We go through life trying not to regret choices we’ve made.
Whether we like it or not, though, life is full of regrets.
When I think about regret, I tend to think of lyrics from the musical “Rent” — “Forget regret or life is yours to miss.” That, of course, is later followed by, “No day but today.”
Living in the moment and forgetting regret aren’t always easy, at least for me. I’m always wondering if I said the right thing and made the right move. It’s true we can’t predict the future and only can learn from the past.
I’m about to embark on an adventure where I try to do my best to not worry about the future, while, at the same time, treasuring the past — all without crying (too much).
My best friend dropped a proverbial bombshell last week when he announced he was uprooting his life to another city for a job; leaving his family, dog and friends behind. And that he was doing it by the end of the month. I’m not yet OK with his decision, but know that, over time, I will come to terms with my best friend — somebody I refer to as my big brother — living many hours away from home, far from everything that he knows and loves.
My mind instantly began firing off thoughts like fireworks on the Fourth of July — Will we be as close as we have been for the last several years? How do we keep our friendship just as strong when we’re so far apart? What the hell am I going to do now on weekends? Will I ever see him again?
Friendship means a lot to me, as you might have guessed.
So, I asked him if he regretted anything in our friendship. He said no.
He never asked me if I regretted anything in our friendship. But had he done so, I’d have said, “Yes.”
I regret all of the times I was angry at him and thought he didn’t care about our friendship. And, man, that’s a laundry list of moments — including the many, many times he was late to anything we had planned.
Whether he admits to it or not, my friend is habitually late to damn near everything. So I always took it personal when he was late to dinner, movies, sporting events and other plans we made — like the night earlier this year when he was 90 minutes (he claims it was 60 minutes, and blamed it on a wreck on the highway) late to my birthday dinner.
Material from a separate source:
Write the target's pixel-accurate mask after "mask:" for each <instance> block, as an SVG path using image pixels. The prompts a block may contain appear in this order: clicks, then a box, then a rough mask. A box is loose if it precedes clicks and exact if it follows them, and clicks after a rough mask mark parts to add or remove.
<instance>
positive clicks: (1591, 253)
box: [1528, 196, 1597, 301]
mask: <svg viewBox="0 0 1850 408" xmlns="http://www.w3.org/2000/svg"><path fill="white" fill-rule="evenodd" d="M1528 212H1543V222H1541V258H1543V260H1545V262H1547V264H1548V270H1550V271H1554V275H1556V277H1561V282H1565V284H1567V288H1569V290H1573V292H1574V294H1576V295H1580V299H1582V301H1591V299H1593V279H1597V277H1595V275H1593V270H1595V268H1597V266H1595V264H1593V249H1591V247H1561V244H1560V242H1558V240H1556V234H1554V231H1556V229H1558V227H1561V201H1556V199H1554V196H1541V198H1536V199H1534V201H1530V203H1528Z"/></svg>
I always wondered if him being late was because he just didn’t care about our friendship.
I know better than to really think that.
Had he asked if I had any regrets, I’d have said I regret not telling him more often how appreciative I was of him being there for me when I needed him most.
Over the last several years, and through life’s usual roller coaster of emotions, my buddy has offered so much to me — a shoulder to cry on, a friendly hug and an ear to listen.
He’s believed in me when nobody else has, supported me when I needed a lift and trusted me when others had doubt.
It takes a lot for me to consider somebody a good, close friend. Even I’m not sure of the process I have for that to happen, but I know it didn’t take long for him to pass those tests and make his way to the top.
Had he asked if I had any regrets, I’d have told him I regret all of the times I didn’t think I supported him enough. I wonder if I was there for him enough in those moments when he needed a friend, and I question whether I said the right things when he needed somebody to talk with.
If he asked if I regretted anything, I’d have told him I regretted not making more memories over the last several years.
We’ve made a lot of memories in that time — Christmas season events, mini-golf nights, random trips, professional sporting events, birthday dinners and other moments where our friendship grew even stronger. But I’ve always felt there was so much more for us to see, do and accomplish. We never attempted a “just guys” extended vacation. There could have been many more random road trip weekends. And we rarely just bummed around and did nothing.
I’d never trade a second of the time we spent together and the memories we’ve made to this point. I just wish there was more time on the path I’ve grown used to. Life is too short and too chaotic to say that the way things were over the last several years are the way things will be in the future. Nobody knows what tomorrow holds.
Sure, we’ll continue making memories — his visits home, my visits to where he is and (hopefully) some of the old things we’ve grown so accustomed to doing over the years. But those times will be limited now — relegated to brief visits with one another when schedules align.
The one thing I’ll never regret? Considering him the best friend anybody could ever ask for.